Coming from Beijing, I had really missed living closer to nature! We did have beautiful parks – but "real" nature was at least an hour drive from the city. 170 years ago, Kuala Lumpur (which literally means "muddy confluence") was all jungle and rivers! And the jungle still tries to creep back up everywhere! It is not uncommon to see big cracks in old buildings with green leaves and vines sticking out! One of my favourite activities here is hiking and I have tried several hiking trails in the jungle already. There are some as close as 10 minutes by car from our house.
It is no secret that after 4 ½ years in a high-rise apartment building in Beijing, I was so looking forward to living in a house with a garden and pool. However, it quickly became clear that the Embassy’s security rules would not allow for us to live in a house. Although Malaysia is a safe country, the rules are the same all over the world (even stricter if you’re in places like Afghanistan or Iraq of course) so we had to go with an apartment. Thankfully, we’ve found a wonderful place! A low-rise building a mere 5 minutes by foot to Rebecca’s school and great common facilities such as pool, gym, library and multi-functional room.
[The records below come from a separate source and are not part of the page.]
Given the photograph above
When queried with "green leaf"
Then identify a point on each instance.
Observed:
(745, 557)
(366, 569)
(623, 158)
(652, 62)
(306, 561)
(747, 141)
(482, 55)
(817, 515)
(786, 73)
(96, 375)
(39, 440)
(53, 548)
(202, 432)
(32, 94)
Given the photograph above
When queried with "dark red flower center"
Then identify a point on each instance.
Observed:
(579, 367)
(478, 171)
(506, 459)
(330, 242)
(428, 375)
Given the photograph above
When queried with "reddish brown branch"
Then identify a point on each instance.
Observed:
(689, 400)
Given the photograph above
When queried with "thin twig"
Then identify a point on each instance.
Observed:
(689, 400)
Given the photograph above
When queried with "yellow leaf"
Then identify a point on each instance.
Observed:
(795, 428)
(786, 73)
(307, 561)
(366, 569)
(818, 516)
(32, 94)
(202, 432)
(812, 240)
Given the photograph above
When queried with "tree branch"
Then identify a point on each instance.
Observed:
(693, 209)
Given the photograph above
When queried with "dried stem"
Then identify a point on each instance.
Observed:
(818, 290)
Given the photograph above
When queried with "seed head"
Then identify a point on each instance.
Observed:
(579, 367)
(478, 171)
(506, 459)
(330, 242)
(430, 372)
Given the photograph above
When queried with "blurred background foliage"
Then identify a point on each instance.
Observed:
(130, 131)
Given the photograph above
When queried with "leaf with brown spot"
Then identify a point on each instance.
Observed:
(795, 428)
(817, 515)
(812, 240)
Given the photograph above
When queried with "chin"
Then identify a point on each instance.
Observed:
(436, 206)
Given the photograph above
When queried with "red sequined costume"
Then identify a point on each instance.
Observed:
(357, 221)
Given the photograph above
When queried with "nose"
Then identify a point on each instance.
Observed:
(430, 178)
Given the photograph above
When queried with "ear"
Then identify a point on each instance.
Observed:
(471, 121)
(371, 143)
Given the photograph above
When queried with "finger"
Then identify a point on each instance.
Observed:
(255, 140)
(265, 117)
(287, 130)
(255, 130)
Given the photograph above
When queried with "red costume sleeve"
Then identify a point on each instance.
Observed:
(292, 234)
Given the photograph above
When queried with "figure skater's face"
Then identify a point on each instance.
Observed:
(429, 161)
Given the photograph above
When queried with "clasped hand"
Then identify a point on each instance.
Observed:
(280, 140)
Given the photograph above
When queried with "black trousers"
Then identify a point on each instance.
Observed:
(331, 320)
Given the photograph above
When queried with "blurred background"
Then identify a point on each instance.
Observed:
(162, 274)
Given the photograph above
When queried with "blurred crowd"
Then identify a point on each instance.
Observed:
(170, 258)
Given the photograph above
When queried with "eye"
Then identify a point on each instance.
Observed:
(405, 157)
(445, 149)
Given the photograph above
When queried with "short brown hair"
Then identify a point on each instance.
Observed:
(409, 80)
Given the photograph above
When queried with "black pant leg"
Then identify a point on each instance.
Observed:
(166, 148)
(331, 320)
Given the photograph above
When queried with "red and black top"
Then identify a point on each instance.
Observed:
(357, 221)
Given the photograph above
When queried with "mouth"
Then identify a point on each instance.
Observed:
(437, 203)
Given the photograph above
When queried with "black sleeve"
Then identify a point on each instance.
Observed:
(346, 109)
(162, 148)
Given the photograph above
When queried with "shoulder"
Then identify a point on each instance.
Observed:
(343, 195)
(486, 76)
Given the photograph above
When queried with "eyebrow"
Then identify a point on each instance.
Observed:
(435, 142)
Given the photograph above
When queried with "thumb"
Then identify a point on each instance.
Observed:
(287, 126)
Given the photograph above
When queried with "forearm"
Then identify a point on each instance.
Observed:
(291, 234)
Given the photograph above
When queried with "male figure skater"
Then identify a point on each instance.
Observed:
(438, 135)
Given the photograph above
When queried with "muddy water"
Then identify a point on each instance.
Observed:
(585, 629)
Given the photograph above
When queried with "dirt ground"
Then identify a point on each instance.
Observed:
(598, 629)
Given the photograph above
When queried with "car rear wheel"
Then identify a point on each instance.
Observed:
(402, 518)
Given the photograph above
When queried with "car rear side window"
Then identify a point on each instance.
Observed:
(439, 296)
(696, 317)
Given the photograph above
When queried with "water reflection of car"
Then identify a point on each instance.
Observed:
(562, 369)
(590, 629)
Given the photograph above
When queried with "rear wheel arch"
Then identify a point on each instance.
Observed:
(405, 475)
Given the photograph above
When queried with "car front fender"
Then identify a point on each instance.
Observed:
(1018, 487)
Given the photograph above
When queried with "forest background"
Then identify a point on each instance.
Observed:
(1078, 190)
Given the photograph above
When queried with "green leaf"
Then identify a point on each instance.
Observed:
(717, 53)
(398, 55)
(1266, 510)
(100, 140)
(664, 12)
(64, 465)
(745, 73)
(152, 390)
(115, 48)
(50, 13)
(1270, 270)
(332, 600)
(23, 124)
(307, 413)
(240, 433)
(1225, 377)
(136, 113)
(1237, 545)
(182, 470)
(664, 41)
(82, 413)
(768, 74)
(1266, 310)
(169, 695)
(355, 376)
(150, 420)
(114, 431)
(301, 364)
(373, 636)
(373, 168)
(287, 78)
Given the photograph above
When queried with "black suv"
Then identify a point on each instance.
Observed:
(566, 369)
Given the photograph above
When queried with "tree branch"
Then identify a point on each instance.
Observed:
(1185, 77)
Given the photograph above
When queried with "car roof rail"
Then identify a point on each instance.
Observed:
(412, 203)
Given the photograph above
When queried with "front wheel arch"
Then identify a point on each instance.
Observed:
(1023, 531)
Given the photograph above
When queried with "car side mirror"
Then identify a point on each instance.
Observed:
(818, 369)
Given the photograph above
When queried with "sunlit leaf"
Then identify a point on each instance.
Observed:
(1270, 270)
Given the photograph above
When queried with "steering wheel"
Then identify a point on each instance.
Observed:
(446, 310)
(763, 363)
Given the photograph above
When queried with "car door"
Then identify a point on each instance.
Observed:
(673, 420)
Our shipment arrived from China 10 days ago and we’re slowly making our new home cozy and functional. Two guest rooms are ready for when borders open! Do come and see us!
We hope said guest rooms will be occupied by our sons Simon and Samuel soon. It is no secret that the current situation is weighing heavily on my heart. Our oldest son Simon is stuck in the US and Samuel is in Paris. As the situation is now, they cannot enter Malaysia. We last saw Simon on the 4th of January when he left Beijing and said “see you this summer”! Well that obviously wasn’t possible. So, we’re keeping everything crossed for a special permission for them to enter Malaysia for Christmas. Should we succeed, it would be the best Christmas present ever! They would of course have to quarantine for 2 weeks but that would be a small price to pay for the family to be reunited. The boys are both troopers and have remained optimistic the whole time! It would have been unbearable if they had been unhappy and there was nothing we could do about it! Without wanting to sound too cheesy, words cannot describe how proud we are of them! And of Rebecca! She is taking this change in her stride! She started grade 10 at the International School of Kuala Lumpur during quarantine, then joined on campus in the middle of August. The school is amazing and Rebecca is making friends and is doing track and field and touch rugby after school. She misses her friends in Beijing sorely. And so do we! The family dynamics obviously change when you go from 5 to 4 to 3 under the same roof but we try to keep the gang together and motivated through weekly family video calls.
What do I do?
A question I have already been asked many times since we arrived in Malaysia. I’m still on leave from my job in the Council of the European Union. While I’ve embraced the opportunity to try new things and to discover China and South East Asia, I do miss my work and my colleagues. But as you might know, I got into freelance writing while living in China and thankfully, there are still editors who agree to publish my work :-) I thoroughly enjoy writing and telling stories, but although it is very difficult for accompanying spouses to find work in Malaysia, I’m keeping the possibility of a full-time job open (I know, call me crazy!) Let’s see!
In the meantime, my everyday life consists of walks, sorting out things for the house, writing, seeing friends (including my lovely Danish friends from our bookclub Buku Wanita) and singing! I was also studying Malay, but singing won over language learning as the timing clashed :-) I joined the Klang Valley Harmony female barbershop group a couple of weeks ago and have met some lovely ladies there!